Dr. Varsha Rathod, rheumatologist and functional medicine physician at PALM Health, shares her favorite vegan crab cakes recipe for delicious appetizers or a healthy dinner.
- 2 cans of hearts of palm, chopped up medium-sized. Save some liquid.
- 2 tbsp of vegan mayonnaise
- 1 tbsp of Dijon mustard
- 1 tsp of apple cider vinegar
- 1 tsp of old bay seasoning
- 1/3 cup of finely chopped shallots/onions
- 1/3 cup mixture of mixed finely chopped celery and red bell pepper
- ¼ cup of finely chopped parsley (Italian or curly)

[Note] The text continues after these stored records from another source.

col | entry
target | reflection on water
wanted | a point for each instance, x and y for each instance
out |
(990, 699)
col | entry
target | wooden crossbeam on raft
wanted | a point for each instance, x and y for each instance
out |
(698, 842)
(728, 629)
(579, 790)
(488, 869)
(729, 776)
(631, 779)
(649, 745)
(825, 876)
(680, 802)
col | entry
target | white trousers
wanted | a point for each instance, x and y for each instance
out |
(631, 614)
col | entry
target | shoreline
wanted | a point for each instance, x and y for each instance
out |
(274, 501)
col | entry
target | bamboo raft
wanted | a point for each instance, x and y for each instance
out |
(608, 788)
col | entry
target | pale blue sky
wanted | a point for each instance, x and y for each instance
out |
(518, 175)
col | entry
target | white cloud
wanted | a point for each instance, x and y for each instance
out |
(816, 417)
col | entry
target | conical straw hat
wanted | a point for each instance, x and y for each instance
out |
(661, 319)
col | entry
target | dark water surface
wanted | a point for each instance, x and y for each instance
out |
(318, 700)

- ½ cup of chickpea flour (besan)
- ½ tsp salt
- Dash of black pepper
- ¾ cup shredded unsweetened coconut
- Dash of cayenne
- ¼ tsp salt
- 2 tbsp avocado oil for cooking the cakes
Tartar Sauce (optional):
- ¼ cup vegan mayonnaise
- 1 tbsp of kosher dill pickles finely chopped, or use capers
- ½ tbsp of chopped parsley
- ¼ tsp dry dill
- ¼ tsp old bay seasoning
- Salt and pepper
- Mix all ingredients in a mixing bowl and refrigerate for 1 hour.

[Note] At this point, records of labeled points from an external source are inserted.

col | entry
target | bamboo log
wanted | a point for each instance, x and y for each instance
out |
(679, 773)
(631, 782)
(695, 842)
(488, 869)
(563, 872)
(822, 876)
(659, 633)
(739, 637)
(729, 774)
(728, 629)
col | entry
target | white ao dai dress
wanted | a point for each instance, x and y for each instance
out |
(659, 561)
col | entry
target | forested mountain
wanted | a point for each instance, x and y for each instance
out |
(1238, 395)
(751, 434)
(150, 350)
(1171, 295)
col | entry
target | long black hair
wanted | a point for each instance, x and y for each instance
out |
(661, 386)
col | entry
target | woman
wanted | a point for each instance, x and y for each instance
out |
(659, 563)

- Hand-shape the size of the patties that you desire, either cocktail-size or larger for a dinner portion. If the mixture is too dry, add some of the liquid from the cans of hearts of palm, one tablespoon at a time.
- Dip the patties in the breading mix and lightly pan-sauté until golden brown on both sides.
- Mix ingredients well and refrigerate. Add more mayonnaise if desired.
These vegan crab cakes are great plated on a large bed of salad, or as cocktail appetizers. Dr. Rathod recommends preparing the mix, keeping it refrigerated for up to 5 days, and making it fresh as needed.